In 1780, an uprising took place as natives and mestizos tried to overturn the Spaniards. While the revolt was unsuccessful, it is credited with leading the way to Peru’s eventual independence in 1821. Today Cusco is a UNESCO World Heritage Center. Every year, an estimated two million visitors come through the city. By the time we left, I felt it was a place that merited spending at least three days in.
Plaza de Armas
Our accommodations were near the Plaza de Armas, the commercial and social center of the city. The buildings across from the plaza, many of them churches, are set back, giving it a refreshing, open atmosphere. We passed through it several times and sometimes lingered to watch local life.
Cusco Cathedral, or the Cathedral Basilica of the Assumption of the Virgin, is one of the oldest colonial buildings in Cusco, as construction began in 1560. It took almost 100 years to finish and became an important symbol of Cusco’s colonial era.
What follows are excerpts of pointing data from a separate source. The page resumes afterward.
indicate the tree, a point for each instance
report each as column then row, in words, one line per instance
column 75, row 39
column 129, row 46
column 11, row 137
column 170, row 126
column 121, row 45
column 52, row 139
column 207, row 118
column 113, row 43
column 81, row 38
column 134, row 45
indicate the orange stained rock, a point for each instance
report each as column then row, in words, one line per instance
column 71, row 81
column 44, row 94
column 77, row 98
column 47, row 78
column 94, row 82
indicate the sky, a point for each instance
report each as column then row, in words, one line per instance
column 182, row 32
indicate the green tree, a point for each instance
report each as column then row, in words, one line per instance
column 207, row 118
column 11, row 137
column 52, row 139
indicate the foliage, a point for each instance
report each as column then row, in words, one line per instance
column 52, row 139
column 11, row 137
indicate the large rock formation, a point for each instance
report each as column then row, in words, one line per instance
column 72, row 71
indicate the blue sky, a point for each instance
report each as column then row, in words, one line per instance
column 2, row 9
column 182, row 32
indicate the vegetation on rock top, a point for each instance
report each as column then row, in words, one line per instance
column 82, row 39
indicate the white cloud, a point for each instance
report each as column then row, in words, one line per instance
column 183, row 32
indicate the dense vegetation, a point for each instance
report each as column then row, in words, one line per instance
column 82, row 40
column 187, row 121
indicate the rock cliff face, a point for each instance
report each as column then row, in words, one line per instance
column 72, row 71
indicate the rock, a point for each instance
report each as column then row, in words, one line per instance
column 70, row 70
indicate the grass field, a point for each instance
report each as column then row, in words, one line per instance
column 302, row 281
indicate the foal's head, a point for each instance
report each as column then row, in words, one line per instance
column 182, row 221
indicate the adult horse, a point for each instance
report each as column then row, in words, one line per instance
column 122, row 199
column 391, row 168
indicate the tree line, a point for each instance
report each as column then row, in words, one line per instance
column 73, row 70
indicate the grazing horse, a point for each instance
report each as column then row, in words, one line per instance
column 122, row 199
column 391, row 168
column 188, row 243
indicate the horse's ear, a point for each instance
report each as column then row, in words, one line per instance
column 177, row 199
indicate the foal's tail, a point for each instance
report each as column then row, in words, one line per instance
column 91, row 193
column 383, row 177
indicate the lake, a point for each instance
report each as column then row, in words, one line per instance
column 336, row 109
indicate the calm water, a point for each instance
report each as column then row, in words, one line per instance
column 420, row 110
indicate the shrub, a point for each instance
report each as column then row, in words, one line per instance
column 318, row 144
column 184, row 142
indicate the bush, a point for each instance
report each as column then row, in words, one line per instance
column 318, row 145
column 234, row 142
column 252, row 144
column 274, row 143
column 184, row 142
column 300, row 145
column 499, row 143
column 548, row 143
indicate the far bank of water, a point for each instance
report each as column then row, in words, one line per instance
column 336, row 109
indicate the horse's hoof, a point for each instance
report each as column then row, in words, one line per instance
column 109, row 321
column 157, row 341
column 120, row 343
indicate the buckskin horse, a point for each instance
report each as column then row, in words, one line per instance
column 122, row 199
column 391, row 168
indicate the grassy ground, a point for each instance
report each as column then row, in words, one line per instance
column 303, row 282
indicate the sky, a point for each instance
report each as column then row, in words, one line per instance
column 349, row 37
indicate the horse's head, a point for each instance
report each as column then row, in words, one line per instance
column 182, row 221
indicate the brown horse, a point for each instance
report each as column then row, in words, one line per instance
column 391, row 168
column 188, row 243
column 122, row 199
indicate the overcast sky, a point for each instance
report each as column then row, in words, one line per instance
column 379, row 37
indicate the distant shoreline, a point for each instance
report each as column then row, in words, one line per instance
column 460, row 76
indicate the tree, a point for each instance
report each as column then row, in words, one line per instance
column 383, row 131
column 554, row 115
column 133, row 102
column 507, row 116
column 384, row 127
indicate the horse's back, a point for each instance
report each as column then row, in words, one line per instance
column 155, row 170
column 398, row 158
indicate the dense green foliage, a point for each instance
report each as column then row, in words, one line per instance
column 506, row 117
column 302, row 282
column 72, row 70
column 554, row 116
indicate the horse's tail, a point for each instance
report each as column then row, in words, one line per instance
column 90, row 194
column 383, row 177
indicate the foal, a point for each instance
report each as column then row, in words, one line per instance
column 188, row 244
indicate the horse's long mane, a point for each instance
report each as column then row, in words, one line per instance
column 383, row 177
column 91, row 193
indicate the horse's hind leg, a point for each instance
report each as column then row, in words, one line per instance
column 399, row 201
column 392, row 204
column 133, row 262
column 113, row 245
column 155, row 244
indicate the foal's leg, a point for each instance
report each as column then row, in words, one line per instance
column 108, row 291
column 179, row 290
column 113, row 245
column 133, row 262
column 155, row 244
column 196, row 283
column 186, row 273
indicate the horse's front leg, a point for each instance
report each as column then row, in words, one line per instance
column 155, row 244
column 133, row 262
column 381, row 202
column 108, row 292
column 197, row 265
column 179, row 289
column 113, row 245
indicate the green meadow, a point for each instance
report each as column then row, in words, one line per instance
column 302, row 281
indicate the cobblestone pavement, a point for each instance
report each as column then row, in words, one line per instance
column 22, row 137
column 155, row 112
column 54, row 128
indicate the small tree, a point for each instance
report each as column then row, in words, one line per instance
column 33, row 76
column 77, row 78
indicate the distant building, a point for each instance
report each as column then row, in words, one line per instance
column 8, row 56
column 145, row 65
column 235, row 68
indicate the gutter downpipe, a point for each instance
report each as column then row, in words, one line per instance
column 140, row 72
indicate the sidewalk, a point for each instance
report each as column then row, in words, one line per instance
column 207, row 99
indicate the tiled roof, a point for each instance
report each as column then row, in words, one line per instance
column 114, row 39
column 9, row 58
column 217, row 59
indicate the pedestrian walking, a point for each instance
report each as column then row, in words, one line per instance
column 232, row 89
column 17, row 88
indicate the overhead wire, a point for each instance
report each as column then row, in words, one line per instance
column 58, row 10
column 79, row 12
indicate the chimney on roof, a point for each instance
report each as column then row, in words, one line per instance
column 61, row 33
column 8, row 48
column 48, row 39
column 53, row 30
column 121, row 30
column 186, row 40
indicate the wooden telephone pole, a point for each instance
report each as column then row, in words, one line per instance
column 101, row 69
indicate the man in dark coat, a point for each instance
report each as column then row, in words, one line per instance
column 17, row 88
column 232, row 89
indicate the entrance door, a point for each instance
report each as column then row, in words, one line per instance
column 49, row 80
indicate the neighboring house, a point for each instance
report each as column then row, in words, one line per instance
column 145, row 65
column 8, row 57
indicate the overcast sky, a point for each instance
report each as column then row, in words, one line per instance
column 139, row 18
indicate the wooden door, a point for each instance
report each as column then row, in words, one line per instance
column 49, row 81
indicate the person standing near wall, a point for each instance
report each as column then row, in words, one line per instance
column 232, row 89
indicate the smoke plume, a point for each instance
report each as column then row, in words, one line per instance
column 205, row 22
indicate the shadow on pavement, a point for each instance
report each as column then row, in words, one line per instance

In the early 1900s, the cathedral became a minor basilica and the official seat of the diocese. It also became a UNESCO World Heritage Site in 1983.
Many of the stones that were used to build the cathedral were from Saqsayhuaman, a nearby fortress. It was initially contructed by the Killke people, starting in the 900s. The Incas took it over in the 1100s and expanded it in the next two-centuries.
I particularly liked the bell towers which are a combination of Gothic, Baroque and Renaissance styles.
We climbed to the top for a view of the plaza and observed the daily activities…
…and the rooftops of the city.
Around on the right side of the cathedral is the more modest but impressive Triunfo (Triumph) Church, which was also built on the site of an Inca building (as is almost every major building in Cusco).
The Church of the Society of Jesus was built in 1571 by the Jesuits. The plan was to make the church into the grandest in Cusco, but the archbishop refused to allow it to rival the cathedral. The pope eventually mediated and ruled in favor of the cathedral, but by the time the ruling came in the Jesuit Church was very nearly done. The building is the best example of Baroque architecture in Cusco but had to be heavily restored and reconstructed after an earthquake in 1650.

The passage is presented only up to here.